Reflecting views expressed in dissents involving affirmative action by government, Stewart strongly objected to appointing a woman because she is a woman. "As far as i'm concerned, the mark of a good justice or a good judge is an opinion you can read and have no idea whether it was written by a man or a woman, a Republican or a Democrat or a Christian or a Jew. . . . The most important thing is quality and competence and temperament and character and diligence," he said.
He said the proposals in Congress to strip the courts of jurisdiction over controversial issues such as abortion, school prayer and busing "concern me. They would immediately present difficult constitutional questions. I'm glad I'm not going to be here to answer them, and I hope this court will never have to answer them.
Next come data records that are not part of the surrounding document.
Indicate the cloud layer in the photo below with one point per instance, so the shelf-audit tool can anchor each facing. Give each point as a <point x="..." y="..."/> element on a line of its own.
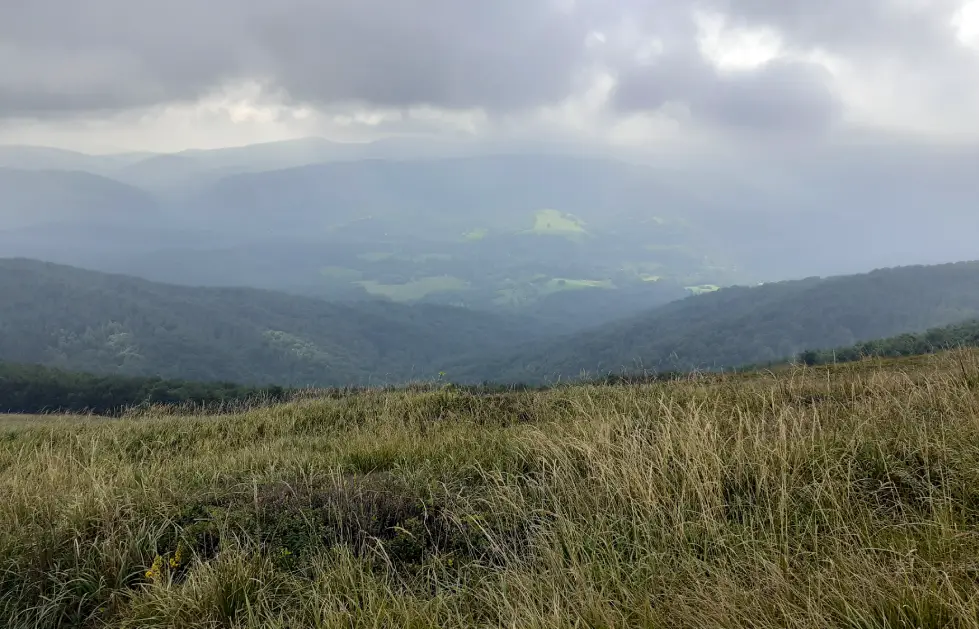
<point x="786" y="66"/>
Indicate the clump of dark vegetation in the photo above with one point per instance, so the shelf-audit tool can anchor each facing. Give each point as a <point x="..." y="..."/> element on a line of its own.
<point x="935" y="340"/>
<point x="36" y="389"/>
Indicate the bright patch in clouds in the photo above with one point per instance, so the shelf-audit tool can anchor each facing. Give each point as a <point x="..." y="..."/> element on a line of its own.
<point x="731" y="48"/>
<point x="966" y="24"/>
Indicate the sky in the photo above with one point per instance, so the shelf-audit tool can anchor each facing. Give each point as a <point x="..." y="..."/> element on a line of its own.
<point x="147" y="75"/>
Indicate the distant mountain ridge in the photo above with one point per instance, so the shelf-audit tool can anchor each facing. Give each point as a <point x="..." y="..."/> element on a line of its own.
<point x="752" y="325"/>
<point x="79" y="320"/>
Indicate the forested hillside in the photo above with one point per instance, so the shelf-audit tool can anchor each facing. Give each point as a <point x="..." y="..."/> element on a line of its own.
<point x="35" y="389"/>
<point x="752" y="325"/>
<point x="934" y="340"/>
<point x="81" y="320"/>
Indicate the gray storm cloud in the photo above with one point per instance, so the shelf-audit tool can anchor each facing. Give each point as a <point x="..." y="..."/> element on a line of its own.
<point x="59" y="57"/>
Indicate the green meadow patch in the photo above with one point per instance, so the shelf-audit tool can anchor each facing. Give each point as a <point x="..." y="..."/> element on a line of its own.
<point x="553" y="222"/>
<point x="703" y="288"/>
<point x="415" y="289"/>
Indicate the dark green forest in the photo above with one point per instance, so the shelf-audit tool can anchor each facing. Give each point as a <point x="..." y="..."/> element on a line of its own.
<point x="36" y="389"/>
<point x="934" y="340"/>
<point x="78" y="320"/>
<point x="750" y="325"/>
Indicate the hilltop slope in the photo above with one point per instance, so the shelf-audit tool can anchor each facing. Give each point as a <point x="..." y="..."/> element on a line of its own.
<point x="846" y="496"/>
<point x="82" y="320"/>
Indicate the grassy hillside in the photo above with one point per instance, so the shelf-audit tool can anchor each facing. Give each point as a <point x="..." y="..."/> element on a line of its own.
<point x="741" y="325"/>
<point x="81" y="320"/>
<point x="937" y="339"/>
<point x="828" y="497"/>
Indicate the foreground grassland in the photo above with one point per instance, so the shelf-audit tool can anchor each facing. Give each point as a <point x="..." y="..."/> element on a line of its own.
<point x="827" y="497"/>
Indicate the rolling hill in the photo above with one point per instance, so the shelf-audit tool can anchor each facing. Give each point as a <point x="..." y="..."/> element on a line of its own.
<point x="73" y="319"/>
<point x="752" y="325"/>
<point x="957" y="335"/>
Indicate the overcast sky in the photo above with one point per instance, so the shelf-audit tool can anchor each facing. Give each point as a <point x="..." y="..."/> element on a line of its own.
<point x="102" y="75"/>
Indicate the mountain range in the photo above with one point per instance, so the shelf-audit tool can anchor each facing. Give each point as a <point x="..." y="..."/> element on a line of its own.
<point x="76" y="319"/>
<point x="550" y="233"/>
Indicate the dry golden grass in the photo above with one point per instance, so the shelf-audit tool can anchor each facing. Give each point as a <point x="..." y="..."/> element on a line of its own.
<point x="832" y="497"/>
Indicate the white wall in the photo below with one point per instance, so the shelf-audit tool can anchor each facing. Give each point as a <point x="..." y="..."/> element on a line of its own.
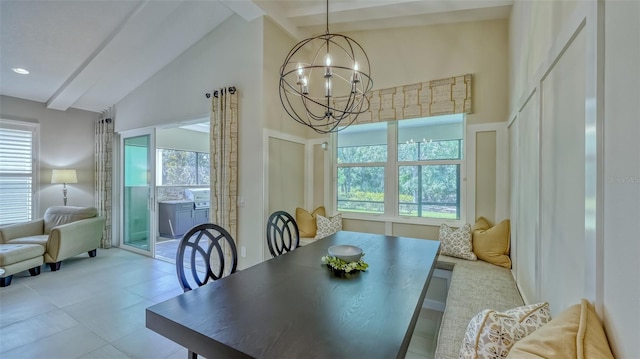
<point x="405" y="56"/>
<point x="231" y="55"/>
<point x="575" y="194"/>
<point x="622" y="177"/>
<point x="66" y="141"/>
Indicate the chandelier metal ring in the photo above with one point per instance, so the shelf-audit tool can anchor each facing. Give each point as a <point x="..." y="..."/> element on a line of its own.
<point x="330" y="91"/>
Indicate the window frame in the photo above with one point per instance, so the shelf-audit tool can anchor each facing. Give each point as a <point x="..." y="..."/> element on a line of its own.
<point x="391" y="182"/>
<point x="34" y="128"/>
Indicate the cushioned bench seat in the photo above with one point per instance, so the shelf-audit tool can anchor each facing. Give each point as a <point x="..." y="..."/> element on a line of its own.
<point x="474" y="286"/>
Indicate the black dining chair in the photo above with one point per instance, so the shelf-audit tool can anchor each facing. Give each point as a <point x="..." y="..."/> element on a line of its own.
<point x="282" y="233"/>
<point x="206" y="252"/>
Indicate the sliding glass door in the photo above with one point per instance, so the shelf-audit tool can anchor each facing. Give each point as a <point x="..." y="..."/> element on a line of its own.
<point x="138" y="191"/>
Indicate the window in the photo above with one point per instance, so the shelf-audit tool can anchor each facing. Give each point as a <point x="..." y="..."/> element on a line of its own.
<point x="408" y="168"/>
<point x="18" y="145"/>
<point x="179" y="168"/>
<point x="362" y="156"/>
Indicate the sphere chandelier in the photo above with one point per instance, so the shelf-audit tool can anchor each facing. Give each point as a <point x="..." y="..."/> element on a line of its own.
<point x="328" y="92"/>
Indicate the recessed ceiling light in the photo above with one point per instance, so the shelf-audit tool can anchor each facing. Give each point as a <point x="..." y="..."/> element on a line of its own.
<point x="20" y="70"/>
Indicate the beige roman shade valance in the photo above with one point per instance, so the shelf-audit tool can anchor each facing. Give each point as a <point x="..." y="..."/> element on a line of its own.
<point x="432" y="98"/>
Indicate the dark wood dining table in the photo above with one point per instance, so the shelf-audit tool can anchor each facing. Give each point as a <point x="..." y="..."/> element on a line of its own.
<point x="293" y="306"/>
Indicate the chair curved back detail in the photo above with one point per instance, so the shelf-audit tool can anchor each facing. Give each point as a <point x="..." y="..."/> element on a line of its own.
<point x="282" y="233"/>
<point x="210" y="254"/>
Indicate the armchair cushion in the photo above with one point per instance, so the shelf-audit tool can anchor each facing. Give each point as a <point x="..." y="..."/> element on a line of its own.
<point x="19" y="230"/>
<point x="64" y="232"/>
<point x="58" y="215"/>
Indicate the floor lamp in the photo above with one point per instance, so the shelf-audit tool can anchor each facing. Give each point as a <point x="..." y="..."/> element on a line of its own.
<point x="64" y="177"/>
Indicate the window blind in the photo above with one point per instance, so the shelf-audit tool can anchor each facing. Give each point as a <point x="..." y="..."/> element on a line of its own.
<point x="17" y="172"/>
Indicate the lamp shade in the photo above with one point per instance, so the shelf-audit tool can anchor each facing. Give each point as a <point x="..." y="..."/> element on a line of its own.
<point x="64" y="176"/>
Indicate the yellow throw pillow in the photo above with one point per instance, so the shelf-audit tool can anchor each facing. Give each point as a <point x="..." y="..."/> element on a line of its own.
<point x="491" y="244"/>
<point x="575" y="333"/>
<point x="307" y="221"/>
<point x="492" y="334"/>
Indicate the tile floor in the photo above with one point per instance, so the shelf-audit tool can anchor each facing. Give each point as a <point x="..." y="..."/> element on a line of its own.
<point x="95" y="308"/>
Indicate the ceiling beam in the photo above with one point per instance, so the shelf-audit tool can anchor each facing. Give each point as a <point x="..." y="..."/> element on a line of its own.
<point x="126" y="37"/>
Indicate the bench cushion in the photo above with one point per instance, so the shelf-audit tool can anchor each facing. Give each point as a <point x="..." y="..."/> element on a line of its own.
<point x="475" y="286"/>
<point x="575" y="333"/>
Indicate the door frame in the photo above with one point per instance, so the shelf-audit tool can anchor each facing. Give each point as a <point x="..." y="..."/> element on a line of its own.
<point x="151" y="204"/>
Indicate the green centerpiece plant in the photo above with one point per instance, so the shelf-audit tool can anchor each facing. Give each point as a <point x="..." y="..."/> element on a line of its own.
<point x="343" y="268"/>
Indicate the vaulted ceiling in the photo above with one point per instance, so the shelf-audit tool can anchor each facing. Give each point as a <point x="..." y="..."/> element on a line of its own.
<point x="89" y="54"/>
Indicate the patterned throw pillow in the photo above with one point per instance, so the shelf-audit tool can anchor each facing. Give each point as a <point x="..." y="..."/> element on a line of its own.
<point x="328" y="226"/>
<point x="307" y="221"/>
<point x="491" y="334"/>
<point x="456" y="243"/>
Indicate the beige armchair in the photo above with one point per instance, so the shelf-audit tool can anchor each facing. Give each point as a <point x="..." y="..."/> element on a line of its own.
<point x="64" y="231"/>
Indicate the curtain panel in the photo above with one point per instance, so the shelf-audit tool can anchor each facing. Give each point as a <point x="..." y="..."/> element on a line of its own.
<point x="224" y="159"/>
<point x="104" y="170"/>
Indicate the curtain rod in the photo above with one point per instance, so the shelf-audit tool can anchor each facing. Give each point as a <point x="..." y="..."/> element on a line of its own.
<point x="231" y="89"/>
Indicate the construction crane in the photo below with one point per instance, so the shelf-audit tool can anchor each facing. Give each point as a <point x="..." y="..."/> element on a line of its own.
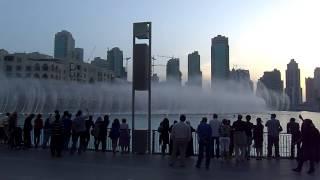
<point x="153" y="65"/>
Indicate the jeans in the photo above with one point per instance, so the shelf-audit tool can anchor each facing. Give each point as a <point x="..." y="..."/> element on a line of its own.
<point x="75" y="137"/>
<point x="182" y="147"/>
<point x="215" y="146"/>
<point x="36" y="137"/>
<point x="66" y="140"/>
<point x="273" y="141"/>
<point x="56" y="145"/>
<point x="46" y="137"/>
<point x="294" y="144"/>
<point x="204" y="146"/>
<point x="99" y="140"/>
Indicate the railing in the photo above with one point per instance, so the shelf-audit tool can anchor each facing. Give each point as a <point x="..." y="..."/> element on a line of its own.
<point x="284" y="144"/>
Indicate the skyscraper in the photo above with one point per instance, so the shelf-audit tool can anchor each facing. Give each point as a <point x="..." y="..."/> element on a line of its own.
<point x="194" y="72"/>
<point x="293" y="87"/>
<point x="78" y="54"/>
<point x="310" y="91"/>
<point x="219" y="58"/>
<point x="64" y="45"/>
<point x="173" y="71"/>
<point x="115" y="62"/>
<point x="243" y="77"/>
<point x="272" y="80"/>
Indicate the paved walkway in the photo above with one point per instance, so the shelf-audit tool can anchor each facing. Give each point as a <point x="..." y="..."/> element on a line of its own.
<point x="37" y="164"/>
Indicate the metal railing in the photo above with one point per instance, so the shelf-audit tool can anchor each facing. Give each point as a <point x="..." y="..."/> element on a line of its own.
<point x="284" y="144"/>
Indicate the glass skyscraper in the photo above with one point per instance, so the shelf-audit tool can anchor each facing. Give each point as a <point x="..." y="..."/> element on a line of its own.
<point x="219" y="58"/>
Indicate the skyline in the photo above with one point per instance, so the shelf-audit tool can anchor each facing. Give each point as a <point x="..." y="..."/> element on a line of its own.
<point x="249" y="27"/>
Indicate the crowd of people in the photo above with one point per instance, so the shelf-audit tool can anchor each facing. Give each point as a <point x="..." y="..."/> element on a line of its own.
<point x="217" y="138"/>
<point x="221" y="139"/>
<point x="64" y="133"/>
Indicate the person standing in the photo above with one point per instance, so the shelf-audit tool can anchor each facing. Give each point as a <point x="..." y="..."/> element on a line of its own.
<point x="114" y="135"/>
<point x="164" y="135"/>
<point x="38" y="125"/>
<point x="215" y="143"/>
<point x="27" y="128"/>
<point x="56" y="143"/>
<point x="12" y="129"/>
<point x="310" y="146"/>
<point x="78" y="132"/>
<point x="274" y="129"/>
<point x="224" y="133"/>
<point x="293" y="128"/>
<point x="258" y="138"/>
<point x="89" y="126"/>
<point x="249" y="128"/>
<point x="204" y="135"/>
<point x="239" y="138"/>
<point x="190" y="150"/>
<point x="67" y="127"/>
<point x="124" y="139"/>
<point x="46" y="132"/>
<point x="180" y="135"/>
<point x="98" y="125"/>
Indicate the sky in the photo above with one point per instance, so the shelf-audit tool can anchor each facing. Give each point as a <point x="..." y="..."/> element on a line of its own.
<point x="263" y="35"/>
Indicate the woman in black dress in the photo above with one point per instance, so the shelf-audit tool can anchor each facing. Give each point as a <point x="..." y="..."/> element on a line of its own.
<point x="310" y="146"/>
<point x="258" y="138"/>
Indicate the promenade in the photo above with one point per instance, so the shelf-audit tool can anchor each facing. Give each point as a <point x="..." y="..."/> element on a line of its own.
<point x="38" y="164"/>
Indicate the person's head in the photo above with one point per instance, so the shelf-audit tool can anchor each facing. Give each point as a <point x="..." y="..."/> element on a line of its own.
<point x="292" y="120"/>
<point x="204" y="120"/>
<point x="124" y="121"/>
<point x="215" y="116"/>
<point x="116" y="121"/>
<point x="182" y="118"/>
<point x="166" y="121"/>
<point x="65" y="113"/>
<point x="248" y="118"/>
<point x="57" y="117"/>
<point x="79" y="113"/>
<point x="99" y="119"/>
<point x="259" y="121"/>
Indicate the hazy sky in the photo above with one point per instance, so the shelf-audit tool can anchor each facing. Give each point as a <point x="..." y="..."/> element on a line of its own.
<point x="263" y="34"/>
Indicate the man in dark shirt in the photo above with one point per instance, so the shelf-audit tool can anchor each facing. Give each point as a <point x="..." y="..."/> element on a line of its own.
<point x="204" y="134"/>
<point x="293" y="128"/>
<point x="249" y="128"/>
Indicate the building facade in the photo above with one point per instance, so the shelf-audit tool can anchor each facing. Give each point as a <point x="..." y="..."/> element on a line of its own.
<point x="219" y="58"/>
<point x="115" y="62"/>
<point x="27" y="65"/>
<point x="194" y="71"/>
<point x="173" y="71"/>
<point x="293" y="87"/>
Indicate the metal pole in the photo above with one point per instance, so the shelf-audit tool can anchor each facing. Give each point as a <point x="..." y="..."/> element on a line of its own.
<point x="149" y="90"/>
<point x="133" y="94"/>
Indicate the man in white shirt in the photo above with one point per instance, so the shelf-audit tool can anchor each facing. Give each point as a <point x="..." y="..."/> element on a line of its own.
<point x="180" y="135"/>
<point x="215" y="144"/>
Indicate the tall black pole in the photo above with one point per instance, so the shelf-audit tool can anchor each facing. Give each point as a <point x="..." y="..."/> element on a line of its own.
<point x="149" y="91"/>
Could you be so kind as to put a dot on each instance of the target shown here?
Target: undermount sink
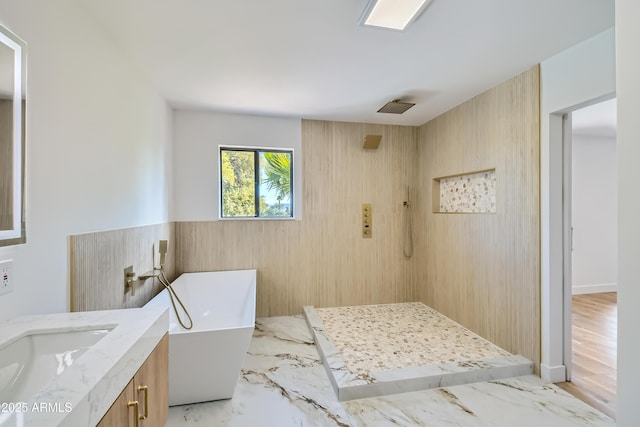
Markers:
(35, 359)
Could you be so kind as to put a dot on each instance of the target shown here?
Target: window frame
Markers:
(256, 158)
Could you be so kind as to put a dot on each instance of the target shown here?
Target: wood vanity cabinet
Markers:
(151, 379)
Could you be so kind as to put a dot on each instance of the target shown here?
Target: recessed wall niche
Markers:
(472, 192)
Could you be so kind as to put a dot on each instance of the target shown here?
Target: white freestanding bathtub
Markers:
(205, 362)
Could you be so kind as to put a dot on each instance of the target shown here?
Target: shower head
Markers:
(371, 142)
(395, 107)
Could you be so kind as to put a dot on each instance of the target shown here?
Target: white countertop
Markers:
(82, 394)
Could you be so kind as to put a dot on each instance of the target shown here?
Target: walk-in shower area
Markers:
(375, 350)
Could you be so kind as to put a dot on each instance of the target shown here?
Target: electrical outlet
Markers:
(6, 276)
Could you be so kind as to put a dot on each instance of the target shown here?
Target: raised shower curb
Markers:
(349, 386)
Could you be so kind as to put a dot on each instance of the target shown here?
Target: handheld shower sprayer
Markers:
(162, 249)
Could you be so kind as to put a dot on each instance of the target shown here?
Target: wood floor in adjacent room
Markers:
(594, 341)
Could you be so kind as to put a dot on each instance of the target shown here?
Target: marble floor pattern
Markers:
(283, 383)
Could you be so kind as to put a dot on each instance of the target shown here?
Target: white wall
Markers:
(594, 214)
(628, 93)
(568, 81)
(98, 147)
(197, 136)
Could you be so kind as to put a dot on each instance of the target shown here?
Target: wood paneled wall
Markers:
(323, 260)
(483, 270)
(97, 262)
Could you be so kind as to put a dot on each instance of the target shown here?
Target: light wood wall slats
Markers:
(97, 262)
(322, 259)
(484, 270)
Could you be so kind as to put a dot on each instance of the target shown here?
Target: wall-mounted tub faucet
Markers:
(162, 249)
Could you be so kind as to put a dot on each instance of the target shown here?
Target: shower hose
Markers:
(172, 294)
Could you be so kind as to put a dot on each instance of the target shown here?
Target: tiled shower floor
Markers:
(384, 349)
(392, 336)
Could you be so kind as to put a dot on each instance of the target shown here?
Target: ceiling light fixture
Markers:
(393, 14)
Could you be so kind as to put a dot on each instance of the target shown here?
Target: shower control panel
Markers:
(366, 220)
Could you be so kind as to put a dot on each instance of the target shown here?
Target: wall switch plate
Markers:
(6, 276)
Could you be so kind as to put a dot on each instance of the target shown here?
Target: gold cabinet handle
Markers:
(137, 417)
(146, 401)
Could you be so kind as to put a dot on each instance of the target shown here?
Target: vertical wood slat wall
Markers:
(97, 261)
(483, 270)
(323, 260)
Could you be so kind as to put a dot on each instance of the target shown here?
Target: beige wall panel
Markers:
(483, 270)
(97, 262)
(322, 259)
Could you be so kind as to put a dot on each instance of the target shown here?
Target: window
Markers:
(256, 183)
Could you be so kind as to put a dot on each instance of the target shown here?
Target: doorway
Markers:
(590, 253)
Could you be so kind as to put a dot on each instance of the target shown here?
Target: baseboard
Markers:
(554, 374)
(594, 289)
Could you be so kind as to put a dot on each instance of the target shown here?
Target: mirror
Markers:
(12, 137)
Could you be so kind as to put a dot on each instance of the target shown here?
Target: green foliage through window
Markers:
(256, 183)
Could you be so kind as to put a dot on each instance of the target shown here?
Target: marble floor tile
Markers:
(283, 383)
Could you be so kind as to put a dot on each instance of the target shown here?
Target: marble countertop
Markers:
(82, 394)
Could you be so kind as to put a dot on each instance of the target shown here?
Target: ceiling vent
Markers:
(395, 107)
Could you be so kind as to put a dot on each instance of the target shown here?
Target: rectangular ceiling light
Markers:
(393, 14)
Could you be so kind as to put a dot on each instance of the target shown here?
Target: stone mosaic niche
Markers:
(468, 193)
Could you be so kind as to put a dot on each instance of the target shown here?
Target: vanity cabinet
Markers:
(146, 394)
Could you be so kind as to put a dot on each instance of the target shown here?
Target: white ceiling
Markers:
(311, 59)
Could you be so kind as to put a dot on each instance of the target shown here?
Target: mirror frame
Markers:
(17, 234)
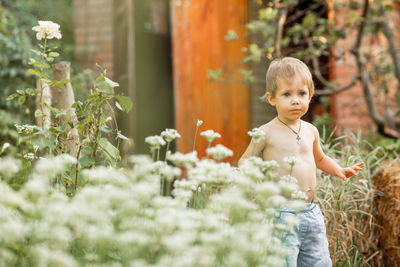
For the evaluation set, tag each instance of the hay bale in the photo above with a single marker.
(387, 203)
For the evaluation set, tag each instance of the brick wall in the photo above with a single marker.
(93, 33)
(349, 108)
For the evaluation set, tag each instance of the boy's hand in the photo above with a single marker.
(351, 171)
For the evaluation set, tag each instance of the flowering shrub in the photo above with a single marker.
(119, 218)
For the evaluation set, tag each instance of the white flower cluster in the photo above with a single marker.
(170, 135)
(119, 215)
(219, 152)
(210, 135)
(180, 159)
(47, 29)
(155, 141)
(257, 134)
(26, 128)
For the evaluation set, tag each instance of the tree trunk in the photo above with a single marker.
(63, 98)
(46, 98)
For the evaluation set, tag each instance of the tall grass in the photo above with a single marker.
(348, 206)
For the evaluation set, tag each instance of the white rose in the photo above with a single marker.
(47, 29)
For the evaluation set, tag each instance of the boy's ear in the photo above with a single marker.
(270, 98)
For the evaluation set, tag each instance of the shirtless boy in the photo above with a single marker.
(289, 90)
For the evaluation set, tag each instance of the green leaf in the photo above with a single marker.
(125, 102)
(231, 36)
(31, 91)
(118, 106)
(20, 92)
(53, 54)
(86, 161)
(105, 129)
(35, 72)
(38, 113)
(105, 85)
(109, 148)
(36, 52)
(21, 99)
(49, 142)
(60, 83)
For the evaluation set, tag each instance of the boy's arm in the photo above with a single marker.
(253, 149)
(328, 165)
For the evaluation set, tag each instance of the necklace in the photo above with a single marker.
(296, 133)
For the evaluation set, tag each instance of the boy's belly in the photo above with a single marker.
(305, 173)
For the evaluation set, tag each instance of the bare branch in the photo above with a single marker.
(365, 81)
(387, 31)
(279, 30)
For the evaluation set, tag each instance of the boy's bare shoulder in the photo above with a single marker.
(311, 127)
(266, 128)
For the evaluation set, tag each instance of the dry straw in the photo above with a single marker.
(348, 207)
(387, 202)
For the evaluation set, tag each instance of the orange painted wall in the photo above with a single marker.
(198, 44)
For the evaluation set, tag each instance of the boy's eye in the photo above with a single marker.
(303, 93)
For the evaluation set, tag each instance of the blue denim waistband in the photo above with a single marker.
(309, 206)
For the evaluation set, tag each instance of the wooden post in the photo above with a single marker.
(198, 38)
(46, 98)
(63, 98)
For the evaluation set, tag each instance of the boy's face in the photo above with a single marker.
(291, 99)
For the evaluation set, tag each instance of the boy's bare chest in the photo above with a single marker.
(286, 143)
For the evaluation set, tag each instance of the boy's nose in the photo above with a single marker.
(295, 100)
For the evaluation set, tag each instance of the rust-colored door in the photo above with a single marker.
(199, 28)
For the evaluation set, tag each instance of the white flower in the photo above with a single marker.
(170, 172)
(170, 134)
(29, 156)
(5, 146)
(183, 159)
(210, 135)
(257, 134)
(219, 152)
(9, 167)
(155, 141)
(47, 29)
(290, 160)
(289, 179)
(35, 148)
(26, 128)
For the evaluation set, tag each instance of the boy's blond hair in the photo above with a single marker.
(286, 68)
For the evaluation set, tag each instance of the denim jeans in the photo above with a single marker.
(307, 243)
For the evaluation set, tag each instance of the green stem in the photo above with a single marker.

"I hope no such bill will be enacted."
After the formal news conference, Stewart commented on Brown vs. Board of Education, the 1954 ruling that desegregated schools and led to busing. "That case simply held that it was unconstitutional to keep children out of a public tax-supported school based upon the color of the skin. cIt didn't say anything about there having to be in every school building a proportion of white and non-white students and so on.
"We've come a long way from that decision, and while it was very slow in being implemented in certain areas of the country, I think the basics of it are now accepted and are implemented."
On the concurrence he wrote in the 1963 decision legalizing abortion: "Were the case here again today, I would write it again."
Stewart was also asked about reported disagreements with Chief Justice Warren E. Burger and about reports of personal dissension in the Burger court. "Every person with whom I've served on the court," he said, "I've liked very much. You don't choose them . . . so some you perhaps like better than others. But it's your duty to work with each of them."
His one regret, Stewart said, was the words he used in a famous obscenity case on the subject of defining hard-core pornography. "I know it when I see it," Stewart wrote in the 1964 opinion, "and the picture involved in this case is not that."
"That's going to be on my tombstone," he said yesterday, "out of all the other solid words I've written."